La venda se me cayó de los ojos. Lo comprendí todo. A mí me había sucedido lo mismo en ciertos momentos de crisis. Recuerdo haber detenido a un dentista con el trépano preparado para horadar mi canino inferior, entreteniéndole durante unos diez minutos con el chiste de un escocés, un irlandés y un judío. Algo completamente automático. Él intentaba continuar con su trabajo, pero yo barboteaba sin parar palabras incomprensibles. Cuando uno pierde el dominio de sus nervios, comienza a balbucear.
Me imaginaba en el lugar de Gussie. Podía reconstruir la escena. Madeleine Bassett y él se hallan solos en la tranquilidad del anochecer. Sin duda, siguiendo mis consejos, él ha iniciado el discurso con la puesta de sol y las princesas hechizadoras, y llega al punto en que exclama «Tengo algo que decirle». Imagino que ella baja la vista, musitando: «¡Oh! ¿sí?» Él continúa diciendo que es un asunto muy importante, y ella contesta: «¿De veras?», o bien: «¿Si?», o sencillamente retiene el aliento. Y en aquel momento sus ojos se encuentran, exactamente como los míos encontraron los del dentista, y repentinamente él siente que algo se agarra a su estómago, y todo se vuelve oscuro a su alrededor y oye su propia voz que habla de salamandras.
Sí: ésa es una psicología que yo podía comprender perfectamente.
A pesar de todo, lo de Gussie era imperdonable. Al darse cuenta de que estaba divagando con las salamandras, debió callarse, aún a costa de permanecer mudo como un palo. La agitación del momento no le excusaba. Ninguna muchacha que está esperando la declaración de un amor apasionado puede soportar una disertación sobre un lagarto acuático.

—Malo, Jeeves.
—Sí, señor.
—¿Y todo aquello ha durado mucho?
—Creo que un tiempo considerable, señor.  El sr. Fink-Nottle, según me dijo, suministró a la srta. Bassett información completa y detallada no sólo de las salamandras comunes, sino también de las variedades crestudas y palmadas. Le describió cómo, durante la época de la reproducción, las salamandras viven en el agua, alimentándose de ranitas, insectos en estado de larvas y crustáceos; cómo más tarde se encaminan a tierra y comen caracoles y gusanos; cómo la salamandra recién nacida exhibe tres pares iguales de agallas externas parecidas a unas plumas. Y cuando estaba observando que las salamandras difieren de los lagartos por la forma de la cola, que es aplastada, y que un marcado dimorfismo sexual prevalece en muchas especies, la señorita se levantó y dijo que deseaba volver a casa.
—¿Y entonces?
—Se fue, señor.

Permanecí pensativo. Comprendía cada vez más lo difícil que resultaba ayudar a un tipo como Gussie…

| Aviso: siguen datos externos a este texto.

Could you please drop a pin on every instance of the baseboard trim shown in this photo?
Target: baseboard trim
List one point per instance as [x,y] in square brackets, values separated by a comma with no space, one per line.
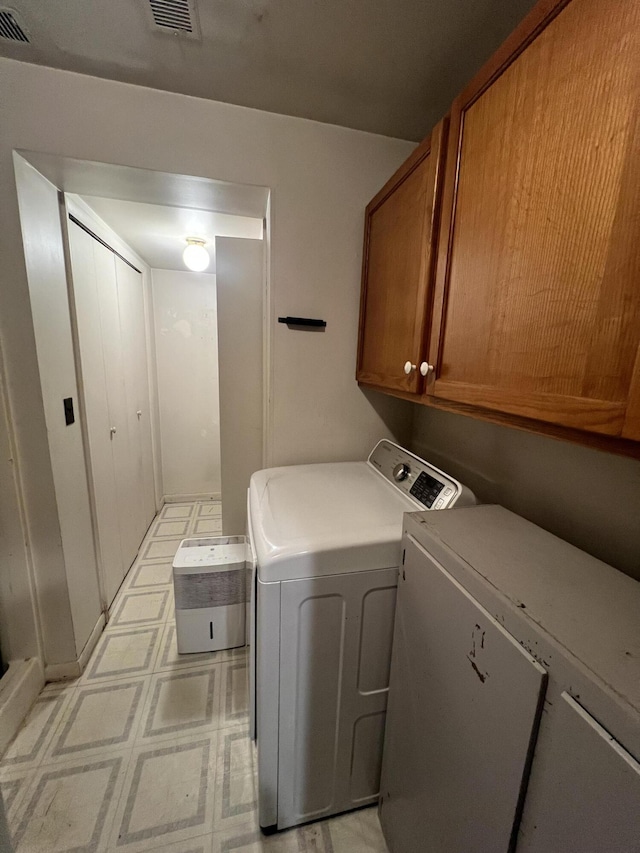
[62,671]
[176,499]
[19,688]
[90,645]
[74,668]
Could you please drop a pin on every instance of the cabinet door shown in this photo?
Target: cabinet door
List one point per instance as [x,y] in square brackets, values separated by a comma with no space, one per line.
[537,308]
[395,303]
[585,789]
[464,704]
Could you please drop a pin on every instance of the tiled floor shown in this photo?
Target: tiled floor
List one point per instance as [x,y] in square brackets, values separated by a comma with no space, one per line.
[149,750]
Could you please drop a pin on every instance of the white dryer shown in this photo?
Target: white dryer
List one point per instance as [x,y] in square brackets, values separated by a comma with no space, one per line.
[326,541]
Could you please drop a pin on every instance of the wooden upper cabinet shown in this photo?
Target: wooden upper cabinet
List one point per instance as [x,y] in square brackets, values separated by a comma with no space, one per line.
[397,270]
[537,302]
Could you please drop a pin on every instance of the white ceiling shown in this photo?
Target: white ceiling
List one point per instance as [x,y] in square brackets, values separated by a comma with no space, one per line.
[128,183]
[387,66]
[158,233]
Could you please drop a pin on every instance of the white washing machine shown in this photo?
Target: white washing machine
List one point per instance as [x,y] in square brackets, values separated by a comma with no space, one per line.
[325,541]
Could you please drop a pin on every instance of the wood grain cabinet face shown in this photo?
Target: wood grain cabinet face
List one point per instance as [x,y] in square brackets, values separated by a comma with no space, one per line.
[537,304]
[400,230]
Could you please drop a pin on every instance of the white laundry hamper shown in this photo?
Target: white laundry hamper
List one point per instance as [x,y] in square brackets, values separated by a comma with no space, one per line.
[209,582]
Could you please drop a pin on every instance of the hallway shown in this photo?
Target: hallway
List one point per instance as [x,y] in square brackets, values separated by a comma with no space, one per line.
[149,750]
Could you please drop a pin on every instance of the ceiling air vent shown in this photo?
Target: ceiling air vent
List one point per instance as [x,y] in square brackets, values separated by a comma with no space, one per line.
[11,28]
[175,16]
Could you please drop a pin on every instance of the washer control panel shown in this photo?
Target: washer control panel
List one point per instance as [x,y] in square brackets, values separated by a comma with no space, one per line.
[430,487]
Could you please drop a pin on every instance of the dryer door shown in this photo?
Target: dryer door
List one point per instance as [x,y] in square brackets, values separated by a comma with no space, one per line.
[335,655]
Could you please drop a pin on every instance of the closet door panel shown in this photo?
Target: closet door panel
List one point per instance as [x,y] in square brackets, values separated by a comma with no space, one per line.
[131,310]
[96,410]
[112,348]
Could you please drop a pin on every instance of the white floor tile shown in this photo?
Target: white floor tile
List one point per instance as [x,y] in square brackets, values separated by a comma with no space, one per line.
[28,748]
[149,750]
[169,527]
[173,511]
[209,509]
[14,782]
[181,703]
[140,608]
[236,799]
[145,576]
[168,795]
[201,844]
[207,527]
[123,652]
[247,838]
[70,806]
[235,691]
[156,549]
[99,718]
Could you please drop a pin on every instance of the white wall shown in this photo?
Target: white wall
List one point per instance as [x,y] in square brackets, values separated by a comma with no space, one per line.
[186,337]
[585,496]
[321,177]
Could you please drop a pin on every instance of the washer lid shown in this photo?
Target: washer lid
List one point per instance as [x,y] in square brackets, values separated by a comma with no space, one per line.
[324,519]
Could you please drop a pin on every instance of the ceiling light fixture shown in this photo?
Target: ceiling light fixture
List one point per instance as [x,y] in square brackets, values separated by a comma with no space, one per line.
[195,256]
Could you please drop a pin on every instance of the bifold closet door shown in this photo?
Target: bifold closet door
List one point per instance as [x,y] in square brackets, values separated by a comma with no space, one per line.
[136,383]
[119,427]
[89,330]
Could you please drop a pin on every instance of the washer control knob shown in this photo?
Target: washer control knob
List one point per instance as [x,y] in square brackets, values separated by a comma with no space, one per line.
[401,472]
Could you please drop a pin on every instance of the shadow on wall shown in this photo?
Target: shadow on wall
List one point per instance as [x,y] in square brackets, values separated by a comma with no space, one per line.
[585,496]
[394,413]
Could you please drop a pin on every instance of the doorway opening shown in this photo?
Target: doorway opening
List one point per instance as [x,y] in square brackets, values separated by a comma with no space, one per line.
[154,376]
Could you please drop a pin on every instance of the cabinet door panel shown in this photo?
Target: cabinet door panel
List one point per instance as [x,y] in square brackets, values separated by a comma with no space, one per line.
[585,789]
[400,227]
[464,703]
[539,261]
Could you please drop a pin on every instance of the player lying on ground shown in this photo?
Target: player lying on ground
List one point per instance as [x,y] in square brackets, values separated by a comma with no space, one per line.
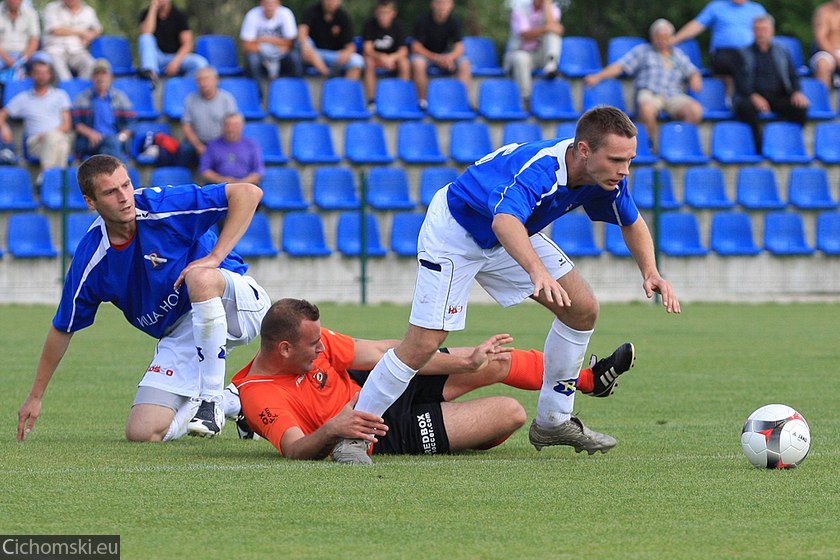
[299,390]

Esto es un fragmento de Right ho, Jeeves! (De acuerdo, Jeeves), uno de los mejores libros (que no es poco decir) de P. G. Wodehouse (veo ahora que John Le Carre lo pone por las nubes).

 

Bien. Este blog no ha muerto. Sigo. Seguiré, me temo (y en compañía de tantos —casi todos— católicos —que es decir, cristianos— que andan por aquí) hablando precisamente de estas cosas. Hablando de salamandras — comunes, crestudas y palmadas. Por más que se suponga que estamos enamorados… hablamos, sin parar y exclusivamente, de salamandras. Quizás sea, nomás, una especie de timidez o torpeza. Ojalá.

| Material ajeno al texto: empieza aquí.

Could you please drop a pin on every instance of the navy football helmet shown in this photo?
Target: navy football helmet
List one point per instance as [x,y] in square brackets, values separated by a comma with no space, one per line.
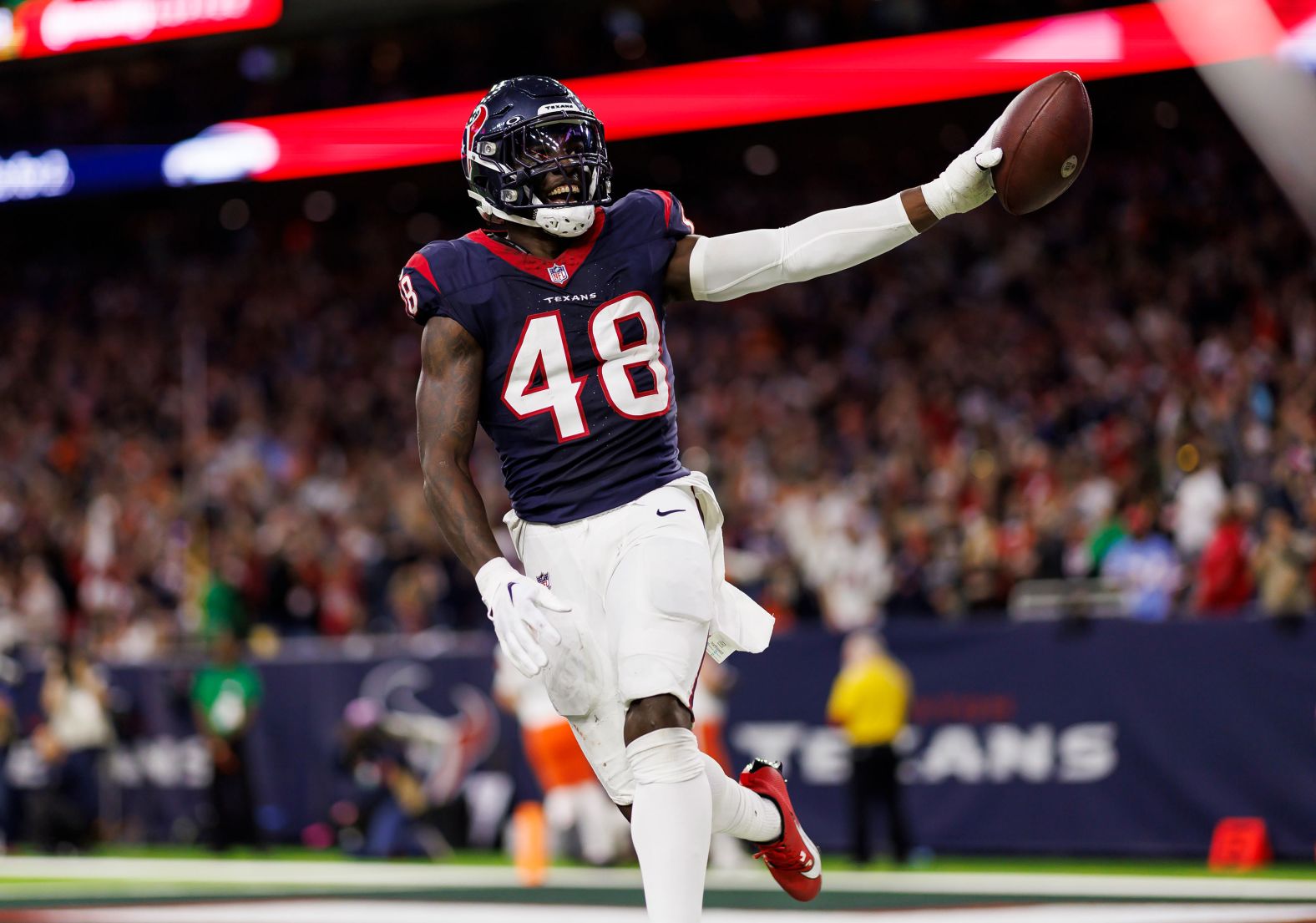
[534,155]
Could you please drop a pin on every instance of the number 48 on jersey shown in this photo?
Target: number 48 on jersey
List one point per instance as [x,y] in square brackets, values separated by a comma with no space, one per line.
[539,378]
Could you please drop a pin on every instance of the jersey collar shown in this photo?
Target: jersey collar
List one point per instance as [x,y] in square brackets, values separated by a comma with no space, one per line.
[559,271]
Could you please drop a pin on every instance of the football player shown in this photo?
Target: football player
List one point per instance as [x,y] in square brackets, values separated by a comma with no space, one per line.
[546,328]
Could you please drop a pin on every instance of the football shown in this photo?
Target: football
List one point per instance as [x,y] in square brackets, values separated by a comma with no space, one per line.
[1044,134]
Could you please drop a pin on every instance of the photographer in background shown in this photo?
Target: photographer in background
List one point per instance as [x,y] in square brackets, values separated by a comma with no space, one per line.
[870,702]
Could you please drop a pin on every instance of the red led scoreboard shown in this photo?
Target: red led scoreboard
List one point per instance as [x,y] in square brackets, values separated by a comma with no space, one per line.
[43,28]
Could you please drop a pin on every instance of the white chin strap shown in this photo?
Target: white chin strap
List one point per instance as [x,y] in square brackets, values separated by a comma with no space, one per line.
[559,221]
[564,221]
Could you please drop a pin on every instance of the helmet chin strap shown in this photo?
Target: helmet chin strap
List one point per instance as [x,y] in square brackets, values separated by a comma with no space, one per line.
[559,221]
[564,221]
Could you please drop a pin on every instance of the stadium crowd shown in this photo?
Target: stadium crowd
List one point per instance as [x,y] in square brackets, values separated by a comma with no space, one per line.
[210,423]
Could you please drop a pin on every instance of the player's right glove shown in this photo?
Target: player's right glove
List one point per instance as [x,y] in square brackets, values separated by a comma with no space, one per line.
[516,606]
[966,183]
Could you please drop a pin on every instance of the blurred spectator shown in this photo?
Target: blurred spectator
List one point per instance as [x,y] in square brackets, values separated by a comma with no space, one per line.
[1282,562]
[225,698]
[399,811]
[1197,503]
[71,740]
[1224,571]
[8,733]
[870,702]
[575,806]
[1145,566]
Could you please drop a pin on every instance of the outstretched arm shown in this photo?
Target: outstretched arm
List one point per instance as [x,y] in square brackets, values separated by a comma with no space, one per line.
[448,400]
[719,269]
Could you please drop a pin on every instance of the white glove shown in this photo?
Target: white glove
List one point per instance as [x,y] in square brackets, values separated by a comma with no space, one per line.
[966,183]
[516,606]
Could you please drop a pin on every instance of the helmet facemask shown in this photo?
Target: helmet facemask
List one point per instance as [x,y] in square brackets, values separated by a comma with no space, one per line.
[546,173]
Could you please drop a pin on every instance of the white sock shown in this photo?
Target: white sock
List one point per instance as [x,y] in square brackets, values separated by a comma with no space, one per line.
[738,811]
[670,823]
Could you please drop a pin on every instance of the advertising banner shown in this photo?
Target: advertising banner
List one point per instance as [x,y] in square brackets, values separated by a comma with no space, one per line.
[1110,738]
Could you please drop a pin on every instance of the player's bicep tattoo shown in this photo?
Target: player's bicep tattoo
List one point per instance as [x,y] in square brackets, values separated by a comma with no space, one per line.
[448,400]
[448,395]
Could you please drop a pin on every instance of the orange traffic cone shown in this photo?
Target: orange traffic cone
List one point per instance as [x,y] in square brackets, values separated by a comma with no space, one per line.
[529,843]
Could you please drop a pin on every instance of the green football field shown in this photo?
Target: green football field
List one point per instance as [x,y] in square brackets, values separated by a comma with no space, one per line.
[125,885]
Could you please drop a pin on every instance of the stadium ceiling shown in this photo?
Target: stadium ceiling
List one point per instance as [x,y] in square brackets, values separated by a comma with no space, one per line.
[683,98]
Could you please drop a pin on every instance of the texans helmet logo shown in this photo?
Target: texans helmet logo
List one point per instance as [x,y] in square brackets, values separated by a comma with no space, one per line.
[473,125]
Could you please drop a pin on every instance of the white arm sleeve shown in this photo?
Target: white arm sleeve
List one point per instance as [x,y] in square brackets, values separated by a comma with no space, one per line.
[733,265]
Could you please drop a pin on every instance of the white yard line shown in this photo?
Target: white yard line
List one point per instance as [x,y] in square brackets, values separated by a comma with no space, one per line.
[397,875]
[408,911]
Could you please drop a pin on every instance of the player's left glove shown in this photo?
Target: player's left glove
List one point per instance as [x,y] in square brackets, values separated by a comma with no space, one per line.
[516,606]
[966,183]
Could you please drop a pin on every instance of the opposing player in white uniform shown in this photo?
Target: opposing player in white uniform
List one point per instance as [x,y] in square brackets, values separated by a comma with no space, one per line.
[546,329]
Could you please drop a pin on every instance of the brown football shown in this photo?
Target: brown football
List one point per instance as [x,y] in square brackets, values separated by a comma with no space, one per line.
[1044,136]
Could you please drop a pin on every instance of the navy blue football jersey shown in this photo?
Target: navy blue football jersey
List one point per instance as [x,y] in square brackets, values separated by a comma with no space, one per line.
[578,394]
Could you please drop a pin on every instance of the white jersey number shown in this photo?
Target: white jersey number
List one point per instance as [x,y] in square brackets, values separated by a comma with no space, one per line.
[617,358]
[541,381]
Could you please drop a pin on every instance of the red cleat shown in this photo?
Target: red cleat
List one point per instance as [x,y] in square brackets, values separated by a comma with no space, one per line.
[792,859]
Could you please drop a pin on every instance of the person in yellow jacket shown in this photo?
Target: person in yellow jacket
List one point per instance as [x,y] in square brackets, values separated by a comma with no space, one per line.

# | hernan | 27-julio-2015

3 comentarios sobre “Hablamos de salamandras

  1. Cristina Brackelmanns

    El amor, como el dolor, da pudor. Y si se trata de amor a Dios, más pudor todavía. Es más fácil discutir, sostener, criticar, defender… De todos modos, hay que suponer que todo eso se hace desde el amor. Seguro que míster Fink-Nottle no le habría soltado el discurso sobre las salamandras a la srta. Bassett de resultarle indiferente.
    Y , con todo, ¿ quién ocupa en tu lectura el lugar de la srta. Basset? ¿ los lectores, los interlocutores, Dios mismo?
    Si lo lees pensando en Dios, en Dios esperando una apasionada declaración de amor , no recibiendo más que peticiones, lamentos y elucubraciones, y no pudiendo siquiera levantarse y marcharse, resulta tremendo.